The combined discriminative power of the candidate proteins APOM and APOC4 (median AUC 0.83) is comparable with the results reported for APOC4 and afamin (AUC 0.85) in the DIPP study [19].

Another aim was to explore whether proteomic signatures could predict the progression time to type 1 diabetes in children with islet autoantibodies. We identified a set of three peptides representing three proteins, CFH, HGFAC and CP, in addition to age, as predictive covariates for progression time with a median survival AUC of 0.72. Predictions including these peptides were slightly but significantly superior to those using age alone. Higher levels of CFH and HGFAC and lower levels of CP in combination with young age were associated with faster progression in later follow-up. CFH, HGFAC and CP have previously been discussed in relation to insulin resistance [41], type 1 diabetes [17] and type 2 diabetes [42, 43], respectively.

The strengths and novelties of our study included the multivariate statistical approach for extracting relevant peptide signatures, minimising false-positive associations; the exclusive investigation of samples from patients close to seroconversion without overt diabetes, thus reducing the confounding effect of hyperglycaemia on proteomic signatures; and the large cohort of children with islet autoimmunity. A limitation of our study is that we did not validate our signature of progression rate in a separate cohort.
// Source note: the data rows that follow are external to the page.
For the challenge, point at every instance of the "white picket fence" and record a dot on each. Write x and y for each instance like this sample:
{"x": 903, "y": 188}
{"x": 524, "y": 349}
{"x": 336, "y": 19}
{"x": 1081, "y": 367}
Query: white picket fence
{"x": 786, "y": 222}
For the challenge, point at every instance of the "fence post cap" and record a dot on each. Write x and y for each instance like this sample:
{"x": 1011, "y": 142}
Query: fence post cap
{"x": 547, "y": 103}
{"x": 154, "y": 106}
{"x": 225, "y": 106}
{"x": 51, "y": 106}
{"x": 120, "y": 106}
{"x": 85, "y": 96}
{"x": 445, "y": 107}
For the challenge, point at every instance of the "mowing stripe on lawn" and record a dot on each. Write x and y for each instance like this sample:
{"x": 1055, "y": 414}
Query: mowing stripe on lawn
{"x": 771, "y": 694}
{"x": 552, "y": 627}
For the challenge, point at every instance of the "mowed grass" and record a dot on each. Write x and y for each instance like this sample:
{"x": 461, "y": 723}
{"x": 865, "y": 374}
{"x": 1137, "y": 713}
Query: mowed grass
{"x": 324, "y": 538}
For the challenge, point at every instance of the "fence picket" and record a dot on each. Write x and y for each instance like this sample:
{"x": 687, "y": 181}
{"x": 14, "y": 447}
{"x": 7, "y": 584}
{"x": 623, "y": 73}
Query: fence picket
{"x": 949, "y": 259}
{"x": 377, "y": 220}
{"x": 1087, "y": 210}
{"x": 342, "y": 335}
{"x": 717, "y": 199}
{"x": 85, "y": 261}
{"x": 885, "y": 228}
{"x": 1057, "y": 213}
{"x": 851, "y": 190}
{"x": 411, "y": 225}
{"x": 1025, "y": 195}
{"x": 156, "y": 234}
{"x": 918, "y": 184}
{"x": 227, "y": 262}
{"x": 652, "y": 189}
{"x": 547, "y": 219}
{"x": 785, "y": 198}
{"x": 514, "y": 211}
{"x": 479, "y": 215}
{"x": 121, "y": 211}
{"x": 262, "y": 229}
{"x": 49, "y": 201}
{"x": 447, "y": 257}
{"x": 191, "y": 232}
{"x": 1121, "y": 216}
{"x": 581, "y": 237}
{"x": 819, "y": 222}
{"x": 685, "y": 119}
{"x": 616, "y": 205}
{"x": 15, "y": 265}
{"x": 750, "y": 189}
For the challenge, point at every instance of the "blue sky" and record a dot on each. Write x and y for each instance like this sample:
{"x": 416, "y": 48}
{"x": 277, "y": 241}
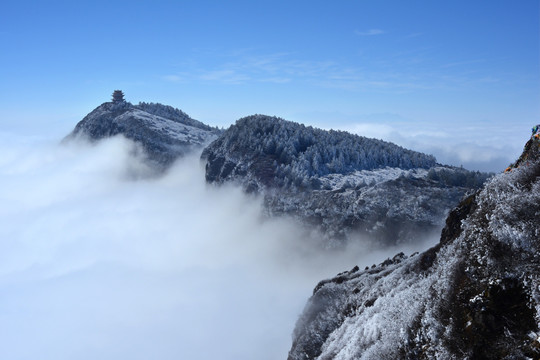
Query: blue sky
{"x": 459, "y": 79}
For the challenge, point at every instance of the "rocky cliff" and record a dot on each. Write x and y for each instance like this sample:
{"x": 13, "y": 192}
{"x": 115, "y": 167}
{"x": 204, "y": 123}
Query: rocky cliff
{"x": 476, "y": 295}
{"x": 342, "y": 184}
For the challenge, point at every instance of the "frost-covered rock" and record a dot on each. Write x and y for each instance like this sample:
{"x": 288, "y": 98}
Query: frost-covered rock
{"x": 163, "y": 132}
{"x": 476, "y": 295}
{"x": 343, "y": 184}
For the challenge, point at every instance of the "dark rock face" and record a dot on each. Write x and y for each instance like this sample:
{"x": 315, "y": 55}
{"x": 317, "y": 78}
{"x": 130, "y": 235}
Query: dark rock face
{"x": 342, "y": 184}
{"x": 163, "y": 132}
{"x": 476, "y": 295}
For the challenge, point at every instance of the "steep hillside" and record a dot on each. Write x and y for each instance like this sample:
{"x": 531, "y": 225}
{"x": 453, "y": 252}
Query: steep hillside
{"x": 165, "y": 133}
{"x": 344, "y": 184}
{"x": 476, "y": 295}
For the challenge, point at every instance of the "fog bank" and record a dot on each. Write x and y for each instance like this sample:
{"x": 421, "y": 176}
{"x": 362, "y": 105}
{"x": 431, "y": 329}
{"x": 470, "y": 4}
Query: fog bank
{"x": 99, "y": 260}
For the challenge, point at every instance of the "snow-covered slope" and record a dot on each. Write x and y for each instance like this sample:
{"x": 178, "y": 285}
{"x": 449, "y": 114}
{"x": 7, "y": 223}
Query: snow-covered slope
{"x": 163, "y": 132}
{"x": 343, "y": 184}
{"x": 476, "y": 295}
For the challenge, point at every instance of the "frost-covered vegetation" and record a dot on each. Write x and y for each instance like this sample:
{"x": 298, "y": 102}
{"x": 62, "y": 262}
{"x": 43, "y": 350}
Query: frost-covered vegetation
{"x": 296, "y": 154}
{"x": 343, "y": 184}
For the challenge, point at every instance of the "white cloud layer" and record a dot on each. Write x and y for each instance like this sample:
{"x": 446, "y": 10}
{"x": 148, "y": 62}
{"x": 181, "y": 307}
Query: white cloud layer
{"x": 100, "y": 261}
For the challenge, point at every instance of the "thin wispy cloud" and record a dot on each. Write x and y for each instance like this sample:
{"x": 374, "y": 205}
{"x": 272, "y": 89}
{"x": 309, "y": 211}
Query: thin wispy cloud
{"x": 370, "y": 32}
{"x": 404, "y": 72}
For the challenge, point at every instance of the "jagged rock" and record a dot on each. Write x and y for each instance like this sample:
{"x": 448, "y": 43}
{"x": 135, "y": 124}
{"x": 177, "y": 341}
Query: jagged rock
{"x": 165, "y": 133}
{"x": 476, "y": 295}
{"x": 343, "y": 184}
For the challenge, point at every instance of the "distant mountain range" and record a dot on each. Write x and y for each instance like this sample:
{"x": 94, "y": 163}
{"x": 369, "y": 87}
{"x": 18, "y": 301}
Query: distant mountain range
{"x": 347, "y": 186}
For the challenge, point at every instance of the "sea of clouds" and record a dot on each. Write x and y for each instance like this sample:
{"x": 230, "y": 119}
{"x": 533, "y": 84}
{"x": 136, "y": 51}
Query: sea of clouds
{"x": 101, "y": 259}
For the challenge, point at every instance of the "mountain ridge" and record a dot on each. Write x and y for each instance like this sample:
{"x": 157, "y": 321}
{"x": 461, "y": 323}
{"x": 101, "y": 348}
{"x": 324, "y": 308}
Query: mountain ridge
{"x": 164, "y": 133}
{"x": 475, "y": 295}
{"x": 345, "y": 185}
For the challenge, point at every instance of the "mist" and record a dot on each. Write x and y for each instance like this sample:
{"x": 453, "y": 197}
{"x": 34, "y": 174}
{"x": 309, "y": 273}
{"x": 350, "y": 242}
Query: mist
{"x": 101, "y": 259}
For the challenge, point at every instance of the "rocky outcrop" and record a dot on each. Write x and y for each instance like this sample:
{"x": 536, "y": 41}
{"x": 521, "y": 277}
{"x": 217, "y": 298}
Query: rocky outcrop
{"x": 476, "y": 295}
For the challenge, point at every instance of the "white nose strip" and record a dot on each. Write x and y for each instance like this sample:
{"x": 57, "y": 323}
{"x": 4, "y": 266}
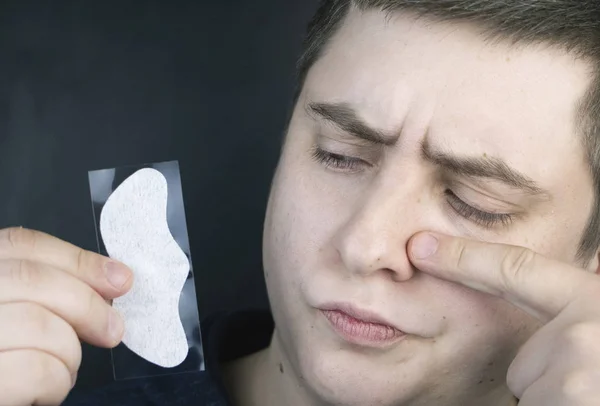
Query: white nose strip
{"x": 134, "y": 228}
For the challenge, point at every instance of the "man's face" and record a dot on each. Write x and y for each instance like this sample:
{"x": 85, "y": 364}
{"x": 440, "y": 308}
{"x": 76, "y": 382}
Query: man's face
{"x": 478, "y": 141}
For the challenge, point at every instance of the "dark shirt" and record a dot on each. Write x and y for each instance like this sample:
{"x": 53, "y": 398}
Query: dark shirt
{"x": 226, "y": 337}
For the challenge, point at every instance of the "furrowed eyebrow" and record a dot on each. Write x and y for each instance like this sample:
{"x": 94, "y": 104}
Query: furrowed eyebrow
{"x": 487, "y": 167}
{"x": 345, "y": 118}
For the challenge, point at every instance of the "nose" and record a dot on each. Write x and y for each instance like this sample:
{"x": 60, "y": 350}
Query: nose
{"x": 375, "y": 236}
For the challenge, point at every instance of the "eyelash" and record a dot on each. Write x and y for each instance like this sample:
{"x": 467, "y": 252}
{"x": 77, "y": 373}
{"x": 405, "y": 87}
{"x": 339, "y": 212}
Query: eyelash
{"x": 480, "y": 217}
{"x": 337, "y": 161}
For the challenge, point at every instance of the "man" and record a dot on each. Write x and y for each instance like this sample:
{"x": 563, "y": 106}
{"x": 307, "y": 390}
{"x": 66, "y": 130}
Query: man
{"x": 431, "y": 234}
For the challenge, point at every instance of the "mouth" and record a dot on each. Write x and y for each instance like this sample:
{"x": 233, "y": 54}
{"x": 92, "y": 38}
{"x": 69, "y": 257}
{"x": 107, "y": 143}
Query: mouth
{"x": 361, "y": 327}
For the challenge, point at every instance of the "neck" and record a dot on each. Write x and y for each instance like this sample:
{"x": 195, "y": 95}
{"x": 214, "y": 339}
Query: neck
{"x": 266, "y": 378}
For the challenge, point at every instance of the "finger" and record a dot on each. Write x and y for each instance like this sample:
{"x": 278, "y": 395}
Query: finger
{"x": 536, "y": 284}
{"x": 31, "y": 377}
{"x": 68, "y": 297}
{"x": 108, "y": 277}
{"x": 36, "y": 328}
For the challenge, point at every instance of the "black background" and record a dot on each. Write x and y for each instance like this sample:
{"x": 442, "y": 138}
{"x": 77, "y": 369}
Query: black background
{"x": 96, "y": 84}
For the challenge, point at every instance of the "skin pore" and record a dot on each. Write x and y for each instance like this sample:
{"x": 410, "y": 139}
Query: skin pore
{"x": 406, "y": 125}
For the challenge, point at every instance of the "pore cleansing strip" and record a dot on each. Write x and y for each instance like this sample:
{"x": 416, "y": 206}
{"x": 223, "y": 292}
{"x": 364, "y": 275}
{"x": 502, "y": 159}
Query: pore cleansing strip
{"x": 135, "y": 231}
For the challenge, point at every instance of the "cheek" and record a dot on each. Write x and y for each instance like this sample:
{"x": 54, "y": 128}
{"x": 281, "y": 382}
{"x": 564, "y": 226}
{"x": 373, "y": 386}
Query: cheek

Other limitations include the lack of repeated longitudinal measurements and the relatively small contribution of the peptide signature to the progression risk score, as compared with age alone.

In conclusion, we found that serum proteomics signatures of islet autoantibody-positive children close to the date of seroconversion were dominated by proteins involved in lipid metabolism. Some of these protein markers have been previously identified in studies of patients with overt diabetes, and the changes in their levels close to the onset of autoimmunity suggest they are early markers. In addition, the peptide signatures significantly improved the categorisation of islet autoantibody-positive children into high- or low-risk groups for rapid progression to type 1 diabetes over age alone.